[FOM] Set Theory and Intuition

[Jeremy Clark]

Dean Buckner wrote:
>
> There is an argument that frequently occurs in the popular literature on
set
> theory that I ought to mention.  It goes: one intuition, a very powerful
> one, is that any set is somehow larger than any of its proper subsets.
> However there is another intuition, almost as powerful, that we can match
> every member of a infinite set to a unique member of one of its proper
> subsets (Galileo, and numbers and their squares, usually come into the
story
> here).  Thus, our ordinary intutions are inconsistent.  We can only
resolve
> the inconsistency by dropping one of them (the first).  Thus, our ordinary
> conceptual scheme leads (for all but the slow-witted or deliberately
obtuse)
> inexorably to & through the gates of Cantor's paradise.
>

I'm afraid that I lack the intuitive feeling that a set has to be somehow
larger than
a proper subset. Or at least, if 'larger' is interpreted in terms of
equinumerability.
This is because I find the counter-examples (the usual ones which you
mention above)
perfectly intuitively graspable. I think the relationship between
mathematics and
ones intuitions is a two-way one: we choose axioms and (more importantly, I
think)
definitions which chime with our intuitive feel for numbers, geometries,
etc. But then the
results we go on to prove are inevitably going to affect our intuitions: we
get 'feedback'.

I think it is a bit artificial to call some intuitions 'ordinary' or
'natural', to distinguish them
from other intuitions which we develop as a result of understanding
mathematics. That process of understanding is also, ultimately, intuitive,
isn't it?
We read the proof over and over until something clicks and we say, 'Ah, I
*see*.'

> Wrong.  Undoubtedly set theory is consistent, it doesn't follow that our
> intuitions are not.  The whole argument rests on the assumption we have
any
> intuition about what the expression "infinite set" denotes.  I have no
such
> intuition.  Given any set of whole numbers, we can find a set of prime
> number to match, agreed.  But then the set must have a number, and
therefore
> cannot be infinite, surely?  Every set of numbers is finite, and there are
> infinitely many of them.  That's my intuition, and its perfectly
consistent
> with the intuition that if any set of F's that wholly contains some set of
> G's, then there are more F's than G's.
>

Why is set theory 'undoubtedly consistent'? This is not a rhetorical
question...

Insisting that every set is necessarily finite (as you do above) seems to me
to be less
an intuitively grasped fact and more a redefinition of the word 'set' so
that sets are
necessarily finite. Do you *really* find it impossible to grasp infinite
sets (I mean
nice friendly infinite sets, like e.g. the set of primes)?
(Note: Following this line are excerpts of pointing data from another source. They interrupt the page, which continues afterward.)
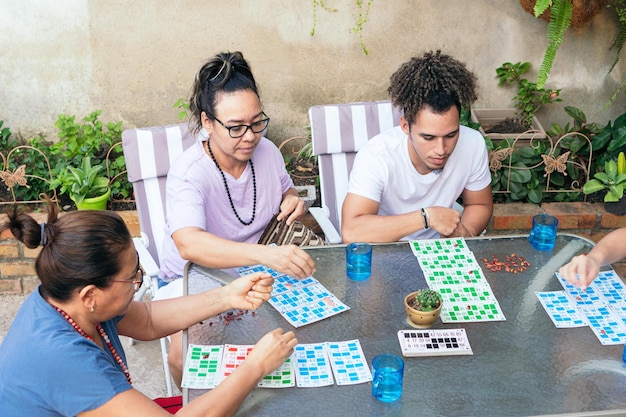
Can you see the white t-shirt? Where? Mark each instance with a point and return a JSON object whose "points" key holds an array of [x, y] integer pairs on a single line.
{"points": [[383, 172]]}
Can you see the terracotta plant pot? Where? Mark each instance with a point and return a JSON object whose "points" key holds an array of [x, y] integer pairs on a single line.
{"points": [[583, 11], [417, 318]]}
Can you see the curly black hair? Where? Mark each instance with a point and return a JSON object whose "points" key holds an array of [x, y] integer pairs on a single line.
{"points": [[434, 80]]}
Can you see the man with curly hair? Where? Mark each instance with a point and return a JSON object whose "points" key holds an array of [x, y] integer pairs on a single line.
{"points": [[405, 181]]}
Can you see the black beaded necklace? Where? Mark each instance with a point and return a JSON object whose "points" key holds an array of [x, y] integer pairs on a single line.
{"points": [[230, 200]]}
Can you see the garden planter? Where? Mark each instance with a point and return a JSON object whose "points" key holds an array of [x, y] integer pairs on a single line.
{"points": [[418, 318], [488, 118], [618, 208]]}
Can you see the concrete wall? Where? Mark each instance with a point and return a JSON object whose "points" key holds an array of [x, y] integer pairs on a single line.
{"points": [[133, 59]]}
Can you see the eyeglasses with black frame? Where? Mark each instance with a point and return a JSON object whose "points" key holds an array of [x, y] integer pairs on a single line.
{"points": [[136, 279], [238, 131]]}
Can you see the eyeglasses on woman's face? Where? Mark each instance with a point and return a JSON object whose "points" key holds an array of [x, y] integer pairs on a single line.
{"points": [[136, 279], [238, 131]]}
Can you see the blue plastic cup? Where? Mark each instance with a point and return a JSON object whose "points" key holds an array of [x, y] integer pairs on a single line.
{"points": [[543, 234], [387, 374], [359, 261]]}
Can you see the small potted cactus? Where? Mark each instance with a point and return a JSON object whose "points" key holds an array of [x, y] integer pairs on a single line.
{"points": [[422, 307]]}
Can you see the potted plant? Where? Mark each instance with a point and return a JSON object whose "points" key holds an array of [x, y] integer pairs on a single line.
{"points": [[423, 307], [513, 123], [85, 185], [613, 180], [302, 166]]}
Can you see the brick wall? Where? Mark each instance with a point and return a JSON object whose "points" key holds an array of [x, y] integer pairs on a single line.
{"points": [[17, 274]]}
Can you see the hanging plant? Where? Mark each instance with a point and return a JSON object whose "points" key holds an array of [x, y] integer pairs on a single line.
{"points": [[560, 15]]}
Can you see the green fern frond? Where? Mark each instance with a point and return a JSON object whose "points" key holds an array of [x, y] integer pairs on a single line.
{"points": [[560, 19], [618, 43]]}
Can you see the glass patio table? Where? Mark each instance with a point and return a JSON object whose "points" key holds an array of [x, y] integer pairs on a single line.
{"points": [[519, 367]]}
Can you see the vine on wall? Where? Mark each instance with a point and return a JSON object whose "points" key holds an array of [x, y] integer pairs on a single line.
{"points": [[362, 17]]}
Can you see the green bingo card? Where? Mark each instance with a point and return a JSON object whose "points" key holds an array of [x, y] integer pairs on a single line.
{"points": [[202, 366]]}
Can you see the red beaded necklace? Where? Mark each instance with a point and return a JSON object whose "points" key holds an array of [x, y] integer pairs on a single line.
{"points": [[105, 337]]}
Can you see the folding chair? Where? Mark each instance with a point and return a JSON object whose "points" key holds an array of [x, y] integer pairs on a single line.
{"points": [[149, 152], [338, 131]]}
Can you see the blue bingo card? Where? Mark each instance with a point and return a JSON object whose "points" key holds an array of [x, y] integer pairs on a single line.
{"points": [[561, 310], [348, 362], [307, 305], [312, 365]]}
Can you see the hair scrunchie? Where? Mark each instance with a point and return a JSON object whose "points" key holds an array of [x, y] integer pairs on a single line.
{"points": [[42, 239]]}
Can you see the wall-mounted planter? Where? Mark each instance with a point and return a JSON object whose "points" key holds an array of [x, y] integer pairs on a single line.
{"points": [[488, 118]]}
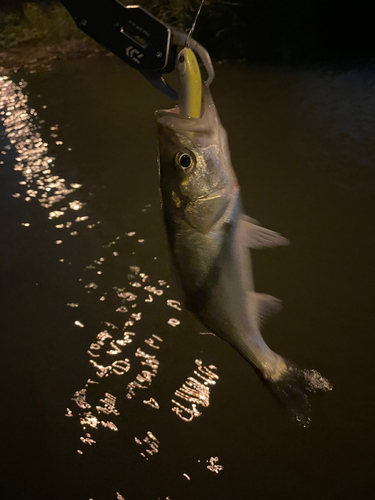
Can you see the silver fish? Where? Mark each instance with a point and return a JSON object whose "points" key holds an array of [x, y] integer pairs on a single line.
{"points": [[209, 237]]}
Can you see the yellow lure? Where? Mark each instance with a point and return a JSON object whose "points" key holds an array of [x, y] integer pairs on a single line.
{"points": [[190, 84]]}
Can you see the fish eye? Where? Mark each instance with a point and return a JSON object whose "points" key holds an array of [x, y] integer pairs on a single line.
{"points": [[184, 161]]}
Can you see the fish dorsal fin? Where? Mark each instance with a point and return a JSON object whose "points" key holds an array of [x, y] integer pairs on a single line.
{"points": [[265, 305], [255, 236]]}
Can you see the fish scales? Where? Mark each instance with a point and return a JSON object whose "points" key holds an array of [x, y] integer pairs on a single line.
{"points": [[210, 237]]}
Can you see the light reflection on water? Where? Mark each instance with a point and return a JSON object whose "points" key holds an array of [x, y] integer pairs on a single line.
{"points": [[122, 350]]}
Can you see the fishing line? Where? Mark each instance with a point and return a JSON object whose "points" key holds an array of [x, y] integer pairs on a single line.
{"points": [[193, 25]]}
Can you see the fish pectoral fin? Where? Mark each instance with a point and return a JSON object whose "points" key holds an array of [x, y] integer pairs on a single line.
{"points": [[257, 237], [265, 305]]}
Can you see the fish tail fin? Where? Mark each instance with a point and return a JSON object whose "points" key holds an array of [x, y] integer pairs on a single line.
{"points": [[294, 387]]}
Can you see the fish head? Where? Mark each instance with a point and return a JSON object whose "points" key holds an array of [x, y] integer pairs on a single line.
{"points": [[196, 176]]}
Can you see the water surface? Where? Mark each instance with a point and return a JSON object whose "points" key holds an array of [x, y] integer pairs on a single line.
{"points": [[157, 410]]}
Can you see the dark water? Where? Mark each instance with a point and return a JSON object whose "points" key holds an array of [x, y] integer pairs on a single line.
{"points": [[302, 144]]}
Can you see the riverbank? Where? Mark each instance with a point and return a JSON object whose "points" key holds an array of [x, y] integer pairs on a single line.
{"points": [[44, 57], [38, 36]]}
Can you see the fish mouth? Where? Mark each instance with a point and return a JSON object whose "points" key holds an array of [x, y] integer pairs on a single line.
{"points": [[171, 117]]}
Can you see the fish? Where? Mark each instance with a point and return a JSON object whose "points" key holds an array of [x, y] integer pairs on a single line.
{"points": [[210, 236]]}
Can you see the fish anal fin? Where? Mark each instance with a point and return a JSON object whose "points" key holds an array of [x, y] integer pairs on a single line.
{"points": [[256, 237], [265, 305]]}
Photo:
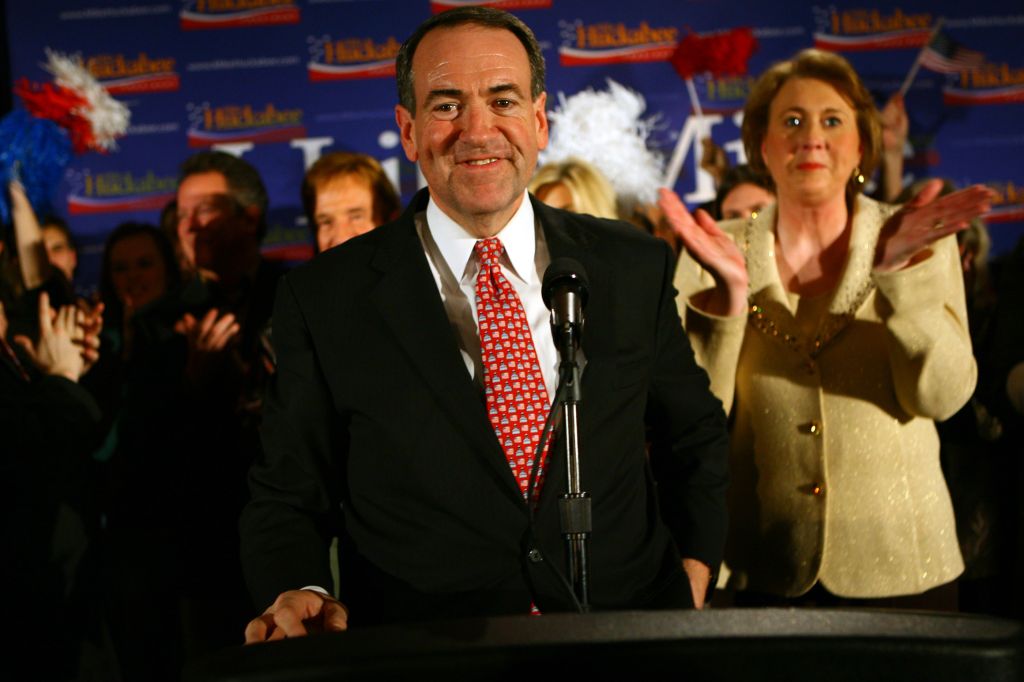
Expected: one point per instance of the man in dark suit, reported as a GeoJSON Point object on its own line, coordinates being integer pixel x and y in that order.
{"type": "Point", "coordinates": [379, 405]}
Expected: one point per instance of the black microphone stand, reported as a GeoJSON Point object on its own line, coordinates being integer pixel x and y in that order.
{"type": "Point", "coordinates": [574, 505]}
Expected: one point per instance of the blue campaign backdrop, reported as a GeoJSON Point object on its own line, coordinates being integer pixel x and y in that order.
{"type": "Point", "coordinates": [281, 81]}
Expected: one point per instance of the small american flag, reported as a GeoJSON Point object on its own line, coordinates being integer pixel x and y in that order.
{"type": "Point", "coordinates": [945, 55]}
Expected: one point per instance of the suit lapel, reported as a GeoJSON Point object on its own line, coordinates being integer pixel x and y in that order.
{"type": "Point", "coordinates": [408, 300]}
{"type": "Point", "coordinates": [771, 312]}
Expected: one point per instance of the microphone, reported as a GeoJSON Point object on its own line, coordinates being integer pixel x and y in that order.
{"type": "Point", "coordinates": [565, 290]}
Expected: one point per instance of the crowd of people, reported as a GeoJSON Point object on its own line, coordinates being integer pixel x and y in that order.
{"type": "Point", "coordinates": [830, 334]}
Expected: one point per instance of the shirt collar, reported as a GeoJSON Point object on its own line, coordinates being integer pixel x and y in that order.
{"type": "Point", "coordinates": [456, 244]}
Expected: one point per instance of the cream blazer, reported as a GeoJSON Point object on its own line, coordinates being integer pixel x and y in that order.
{"type": "Point", "coordinates": [835, 457]}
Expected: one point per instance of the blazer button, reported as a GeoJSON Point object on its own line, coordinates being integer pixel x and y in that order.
{"type": "Point", "coordinates": [812, 427]}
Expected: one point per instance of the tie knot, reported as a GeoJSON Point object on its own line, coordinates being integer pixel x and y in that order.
{"type": "Point", "coordinates": [489, 251]}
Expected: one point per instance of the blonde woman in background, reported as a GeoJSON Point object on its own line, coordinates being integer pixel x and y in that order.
{"type": "Point", "coordinates": [835, 331]}
{"type": "Point", "coordinates": [574, 185]}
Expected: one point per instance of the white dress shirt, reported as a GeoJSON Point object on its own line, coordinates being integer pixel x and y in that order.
{"type": "Point", "coordinates": [450, 250]}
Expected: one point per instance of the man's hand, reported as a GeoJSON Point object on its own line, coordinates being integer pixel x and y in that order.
{"type": "Point", "coordinates": [908, 233]}
{"type": "Point", "coordinates": [699, 574]}
{"type": "Point", "coordinates": [55, 352]}
{"type": "Point", "coordinates": [207, 339]}
{"type": "Point", "coordinates": [295, 613]}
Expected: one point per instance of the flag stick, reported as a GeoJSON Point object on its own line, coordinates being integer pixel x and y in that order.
{"type": "Point", "coordinates": [676, 163]}
{"type": "Point", "coordinates": [916, 62]}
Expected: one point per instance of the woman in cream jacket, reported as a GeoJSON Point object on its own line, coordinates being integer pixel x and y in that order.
{"type": "Point", "coordinates": [834, 330]}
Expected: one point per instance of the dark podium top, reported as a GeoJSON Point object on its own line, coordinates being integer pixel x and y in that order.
{"type": "Point", "coordinates": [716, 644]}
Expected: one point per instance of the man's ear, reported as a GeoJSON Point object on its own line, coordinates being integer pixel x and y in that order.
{"type": "Point", "coordinates": [406, 130]}
{"type": "Point", "coordinates": [541, 114]}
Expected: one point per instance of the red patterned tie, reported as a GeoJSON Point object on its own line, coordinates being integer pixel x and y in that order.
{"type": "Point", "coordinates": [517, 398]}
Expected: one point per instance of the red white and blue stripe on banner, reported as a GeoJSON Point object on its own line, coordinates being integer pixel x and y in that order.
{"type": "Point", "coordinates": [281, 81]}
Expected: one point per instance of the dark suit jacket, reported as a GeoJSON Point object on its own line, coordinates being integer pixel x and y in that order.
{"type": "Point", "coordinates": [372, 408]}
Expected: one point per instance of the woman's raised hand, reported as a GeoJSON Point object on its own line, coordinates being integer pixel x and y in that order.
{"type": "Point", "coordinates": [716, 252]}
{"type": "Point", "coordinates": [926, 218]}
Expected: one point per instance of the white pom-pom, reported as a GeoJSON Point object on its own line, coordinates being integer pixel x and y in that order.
{"type": "Point", "coordinates": [108, 117]}
{"type": "Point", "coordinates": [606, 129]}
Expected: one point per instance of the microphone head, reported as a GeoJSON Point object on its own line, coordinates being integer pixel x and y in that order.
{"type": "Point", "coordinates": [565, 272]}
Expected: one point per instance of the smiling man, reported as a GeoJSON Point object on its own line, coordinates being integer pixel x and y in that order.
{"type": "Point", "coordinates": [416, 368]}
{"type": "Point", "coordinates": [345, 195]}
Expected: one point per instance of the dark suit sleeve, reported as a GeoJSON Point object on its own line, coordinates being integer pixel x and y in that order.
{"type": "Point", "coordinates": [688, 438]}
{"type": "Point", "coordinates": [287, 526]}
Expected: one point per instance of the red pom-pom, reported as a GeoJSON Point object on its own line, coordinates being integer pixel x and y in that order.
{"type": "Point", "coordinates": [721, 53]}
{"type": "Point", "coordinates": [59, 104]}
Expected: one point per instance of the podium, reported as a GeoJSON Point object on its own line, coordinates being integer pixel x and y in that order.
{"type": "Point", "coordinates": [785, 644]}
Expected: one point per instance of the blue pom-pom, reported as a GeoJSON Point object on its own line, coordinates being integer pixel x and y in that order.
{"type": "Point", "coordinates": [35, 152]}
> If any set theorist want to claim he some contrary intution, that's fine.
> But then he has to drop the intuition that is more natural (my one).
>

I think you're on dangerous ground if you claim that some intuitions are
more natural than
others. This reduces mathematics to a sort of popularity contest (which, now
that I think
about it, isn't a bad analogy). There is a danger here of slipping into a
sort of
mysticism with regard to certain mathematical objects, as Brouwer was
supposed
to have done with regard to the continuum.

Jeremy Clark